Perché Lynette è la complessa protagonista del suo ultimo romanzo La notte arriva sempre (Jimenez Edizioni 2021) e perché questi undici nuovi brani sono a tutti gli effetti racconti brevi, carverianamente asciutti, di individui ai margini e della loro vita agra, della motel life, di fughe, periferie metropolitane e highways inquiete. The Sea Drift
continua questa narrazione, ordinata e attenta alla circolarità: se si chiude con il lamento del golfo, dal canto suo il brano di apertura Little Earl (consegnato alla rete come singolo apripista) racconta un’insanguinata fuga che si consuma proprio lungo quella costa e rilascia una dichiarazione che più metaforica non si può: “Non ha mai guidato di notte e continua a perdersi”. C’è invece aria di ritrovamento nella mezz’ora abbondante di The Sea Drift, a partire dalla produzione di John Askew fino ai musicisti di sempre: il jazz drummer Sean Oldham, il bassista Freddy Trujillo, oltre al già citato Cory Gray alla tromba, tastiere e chitarre. Ma è soprattutto la cantante Amy Boone che ritroviamo del tutto, perché questo è il primo disco di materiale completamente nuovo inciso dopo il terribile incidente d’auto del 2016, che aveva posto una seria ipoteca sulla sua permanenza nella band. Ma Amy ha uno spirito combattivo ed eccola di nuovo in sella. La band l’ha aspettata e anche questa è una storia bella, che meriterebbe di essere raccontata. La voce di Amy Boone è essenziale all’economia di The Delines, si fonde alla perfezione con lo spartito e con gli arrangiamenti misurati e insieme creano composizioni di incantevole raffinatezza, evocative come poche.

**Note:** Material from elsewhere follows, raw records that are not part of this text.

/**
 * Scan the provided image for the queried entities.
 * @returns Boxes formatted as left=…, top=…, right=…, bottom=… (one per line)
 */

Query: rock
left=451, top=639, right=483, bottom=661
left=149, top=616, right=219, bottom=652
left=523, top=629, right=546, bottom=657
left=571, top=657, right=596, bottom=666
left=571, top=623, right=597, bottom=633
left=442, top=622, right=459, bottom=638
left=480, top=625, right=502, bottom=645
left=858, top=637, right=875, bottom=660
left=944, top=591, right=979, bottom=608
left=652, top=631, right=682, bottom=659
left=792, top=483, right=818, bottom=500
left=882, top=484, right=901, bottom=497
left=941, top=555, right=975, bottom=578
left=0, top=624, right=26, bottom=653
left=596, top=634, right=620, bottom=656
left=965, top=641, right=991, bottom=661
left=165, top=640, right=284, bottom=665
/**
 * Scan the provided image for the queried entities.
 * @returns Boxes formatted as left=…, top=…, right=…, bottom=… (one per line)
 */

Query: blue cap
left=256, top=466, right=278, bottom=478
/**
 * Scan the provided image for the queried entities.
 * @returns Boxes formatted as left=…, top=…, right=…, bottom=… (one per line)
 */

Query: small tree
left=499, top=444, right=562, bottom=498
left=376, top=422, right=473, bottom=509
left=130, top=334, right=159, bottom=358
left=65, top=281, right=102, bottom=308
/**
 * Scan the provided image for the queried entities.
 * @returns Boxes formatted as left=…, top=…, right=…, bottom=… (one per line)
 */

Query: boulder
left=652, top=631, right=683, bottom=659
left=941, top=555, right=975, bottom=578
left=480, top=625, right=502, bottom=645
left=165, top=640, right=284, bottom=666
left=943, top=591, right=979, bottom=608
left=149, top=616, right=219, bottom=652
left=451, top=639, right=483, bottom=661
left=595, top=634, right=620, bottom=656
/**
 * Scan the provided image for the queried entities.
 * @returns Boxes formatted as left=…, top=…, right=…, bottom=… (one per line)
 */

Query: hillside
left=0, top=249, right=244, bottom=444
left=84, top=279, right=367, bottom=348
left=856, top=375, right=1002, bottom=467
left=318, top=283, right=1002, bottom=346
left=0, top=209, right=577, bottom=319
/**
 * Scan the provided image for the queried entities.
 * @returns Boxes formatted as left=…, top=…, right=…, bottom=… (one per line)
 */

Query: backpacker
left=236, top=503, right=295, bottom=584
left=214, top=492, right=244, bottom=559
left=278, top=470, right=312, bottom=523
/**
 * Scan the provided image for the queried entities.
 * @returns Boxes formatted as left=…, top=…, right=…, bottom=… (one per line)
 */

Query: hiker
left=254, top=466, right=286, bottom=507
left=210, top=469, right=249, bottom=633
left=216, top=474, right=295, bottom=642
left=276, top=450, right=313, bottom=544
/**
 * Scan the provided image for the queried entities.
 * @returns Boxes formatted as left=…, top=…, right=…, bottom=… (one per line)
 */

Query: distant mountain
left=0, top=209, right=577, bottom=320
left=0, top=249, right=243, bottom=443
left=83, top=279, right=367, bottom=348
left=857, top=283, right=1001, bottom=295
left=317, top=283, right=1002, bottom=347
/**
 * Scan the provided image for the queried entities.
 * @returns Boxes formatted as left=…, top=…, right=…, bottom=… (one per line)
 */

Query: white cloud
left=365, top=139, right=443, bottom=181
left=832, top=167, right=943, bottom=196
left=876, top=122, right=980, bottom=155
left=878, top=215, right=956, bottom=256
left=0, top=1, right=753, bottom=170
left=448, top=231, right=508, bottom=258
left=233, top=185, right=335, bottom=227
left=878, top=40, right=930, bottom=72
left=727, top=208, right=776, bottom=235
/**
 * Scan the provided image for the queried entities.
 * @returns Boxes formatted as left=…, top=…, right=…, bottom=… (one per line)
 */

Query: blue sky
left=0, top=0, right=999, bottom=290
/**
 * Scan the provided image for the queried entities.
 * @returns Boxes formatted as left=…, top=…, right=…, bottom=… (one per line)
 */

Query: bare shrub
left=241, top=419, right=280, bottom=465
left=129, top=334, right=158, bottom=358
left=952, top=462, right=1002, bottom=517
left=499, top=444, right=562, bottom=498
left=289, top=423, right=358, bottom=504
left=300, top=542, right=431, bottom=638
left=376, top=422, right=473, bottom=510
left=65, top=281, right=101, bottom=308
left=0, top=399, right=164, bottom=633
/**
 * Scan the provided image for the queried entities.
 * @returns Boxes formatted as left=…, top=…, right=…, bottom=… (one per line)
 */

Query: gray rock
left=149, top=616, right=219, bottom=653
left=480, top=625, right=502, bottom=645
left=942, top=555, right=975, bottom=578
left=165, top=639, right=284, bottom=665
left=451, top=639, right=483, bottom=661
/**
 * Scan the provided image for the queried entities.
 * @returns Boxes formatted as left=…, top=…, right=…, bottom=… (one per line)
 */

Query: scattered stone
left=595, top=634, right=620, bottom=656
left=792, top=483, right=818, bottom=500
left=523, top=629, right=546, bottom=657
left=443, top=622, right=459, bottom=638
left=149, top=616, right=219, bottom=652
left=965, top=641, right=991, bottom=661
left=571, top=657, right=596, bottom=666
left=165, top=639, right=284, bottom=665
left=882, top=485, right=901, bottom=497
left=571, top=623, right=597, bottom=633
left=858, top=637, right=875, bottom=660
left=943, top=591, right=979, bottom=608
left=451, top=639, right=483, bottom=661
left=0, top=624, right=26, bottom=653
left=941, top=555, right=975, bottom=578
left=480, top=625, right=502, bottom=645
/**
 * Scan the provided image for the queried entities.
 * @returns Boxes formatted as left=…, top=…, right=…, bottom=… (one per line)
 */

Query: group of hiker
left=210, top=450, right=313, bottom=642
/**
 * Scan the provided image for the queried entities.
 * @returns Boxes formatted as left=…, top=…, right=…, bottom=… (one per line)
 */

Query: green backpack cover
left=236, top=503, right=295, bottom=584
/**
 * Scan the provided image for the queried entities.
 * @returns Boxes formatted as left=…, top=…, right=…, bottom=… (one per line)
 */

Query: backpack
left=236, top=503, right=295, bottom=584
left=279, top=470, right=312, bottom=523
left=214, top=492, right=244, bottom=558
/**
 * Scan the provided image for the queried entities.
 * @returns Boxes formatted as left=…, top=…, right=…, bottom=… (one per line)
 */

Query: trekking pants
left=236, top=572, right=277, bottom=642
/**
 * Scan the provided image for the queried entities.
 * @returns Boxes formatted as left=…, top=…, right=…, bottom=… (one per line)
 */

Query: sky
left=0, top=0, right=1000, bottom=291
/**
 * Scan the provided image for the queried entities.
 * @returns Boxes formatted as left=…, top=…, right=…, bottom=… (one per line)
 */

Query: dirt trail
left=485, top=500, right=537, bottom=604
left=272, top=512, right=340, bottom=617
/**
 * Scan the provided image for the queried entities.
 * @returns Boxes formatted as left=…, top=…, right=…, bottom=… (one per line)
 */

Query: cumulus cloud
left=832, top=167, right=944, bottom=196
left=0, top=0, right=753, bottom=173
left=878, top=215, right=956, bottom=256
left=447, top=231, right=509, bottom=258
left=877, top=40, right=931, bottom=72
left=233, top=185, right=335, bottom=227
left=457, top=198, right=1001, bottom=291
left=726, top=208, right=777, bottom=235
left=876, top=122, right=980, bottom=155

Per questo lavoro si sono ispirati – parola di Vlautin – a Tony Joe White, passione che Willy ed Amy hanno in comune; pare che durante la preparazione del disco le loro conversazioni tornassero spesso alla Rainy Night in Georgia che il musicista della Louisiana incise nel 1969. D’altronde non c’è dubbio che la musica di The Delines sia radicata nel passato, ma niente di stantio o di eccessivamente tradizionale, piuttosto suggestioni profonde ottenute con pochi tocchi, come in Hold Me Slow oppure in All Along the Ride, un brano quest’ultimo che ripropone le sonorità avvolgenti di Roll Back my Life e di Waiting on the Blue (da The Imperial).

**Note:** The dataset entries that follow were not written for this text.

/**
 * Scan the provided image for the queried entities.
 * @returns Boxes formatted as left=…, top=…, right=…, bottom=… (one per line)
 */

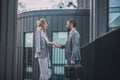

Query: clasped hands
left=52, top=42, right=75, bottom=64
left=53, top=42, right=61, bottom=48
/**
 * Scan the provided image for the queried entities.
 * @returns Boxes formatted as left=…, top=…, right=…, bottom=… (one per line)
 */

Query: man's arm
left=54, top=42, right=65, bottom=48
left=71, top=32, right=80, bottom=62
left=60, top=45, right=65, bottom=48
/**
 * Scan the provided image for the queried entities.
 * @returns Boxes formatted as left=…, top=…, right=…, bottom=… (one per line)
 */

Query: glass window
left=109, top=0, right=120, bottom=30
left=109, top=0, right=120, bottom=7
left=52, top=32, right=68, bottom=76
left=25, top=33, right=34, bottom=47
left=23, top=32, right=34, bottom=80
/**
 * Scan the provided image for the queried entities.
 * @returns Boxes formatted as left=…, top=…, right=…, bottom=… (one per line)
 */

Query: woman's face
left=37, top=21, right=40, bottom=27
left=43, top=21, right=48, bottom=30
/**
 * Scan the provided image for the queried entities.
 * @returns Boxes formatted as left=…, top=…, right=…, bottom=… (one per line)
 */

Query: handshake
left=48, top=42, right=61, bottom=48
left=53, top=42, right=61, bottom=48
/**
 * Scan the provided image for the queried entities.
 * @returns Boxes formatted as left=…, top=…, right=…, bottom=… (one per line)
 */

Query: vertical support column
left=90, top=0, right=108, bottom=42
left=0, top=0, right=18, bottom=80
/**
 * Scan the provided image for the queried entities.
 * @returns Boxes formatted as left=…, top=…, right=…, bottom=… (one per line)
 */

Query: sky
left=18, top=0, right=77, bottom=10
left=19, top=0, right=52, bottom=9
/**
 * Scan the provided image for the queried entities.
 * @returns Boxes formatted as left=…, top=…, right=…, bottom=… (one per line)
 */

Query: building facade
left=17, top=9, right=89, bottom=80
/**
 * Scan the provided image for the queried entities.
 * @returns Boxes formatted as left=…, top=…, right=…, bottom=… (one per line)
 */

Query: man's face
left=66, top=21, right=71, bottom=32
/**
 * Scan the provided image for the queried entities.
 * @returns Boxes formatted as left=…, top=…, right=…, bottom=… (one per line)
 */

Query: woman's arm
left=47, top=42, right=62, bottom=48
left=48, top=42, right=56, bottom=45
left=48, top=41, right=66, bottom=48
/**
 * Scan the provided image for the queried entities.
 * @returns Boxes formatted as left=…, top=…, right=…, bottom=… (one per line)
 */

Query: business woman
left=35, top=18, right=56, bottom=80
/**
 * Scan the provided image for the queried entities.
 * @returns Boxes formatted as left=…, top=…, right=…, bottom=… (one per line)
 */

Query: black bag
left=64, top=64, right=82, bottom=78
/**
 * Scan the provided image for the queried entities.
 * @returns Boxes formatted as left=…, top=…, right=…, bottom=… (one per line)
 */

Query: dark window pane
left=23, top=32, right=34, bottom=80
left=109, top=7, right=120, bottom=12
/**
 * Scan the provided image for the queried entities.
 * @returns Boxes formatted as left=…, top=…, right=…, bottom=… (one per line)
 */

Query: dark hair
left=45, top=19, right=49, bottom=24
left=68, top=19, right=76, bottom=27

Nessuno si scandalizzerà, mi auguro, se considero Willy Vlautin cantore della malinconia. Rivalutiamolo, dai, questo sentimento, che è tra i più autentici e artisticamente prolifici che cuore umano possa provare. Ho il sospetto che l’autore stesso approverebbe, se già nel 2009 intitolava una canzone Maybe We Were Both Born Blue (Forse siamo nati entrambi malinconici). E allora selezioniamo serenamente la traccia numero sette, quattro minuti di languore e di note sospese che sono il capolavoro del disco. Già il titolo Surfers in Twilight è suggestivo. Perché ce li vedete dei surfisti, iconograficamente giovani e adrenalinici, con un crepuscolo come quinta? Occorre una sensibilità superiore.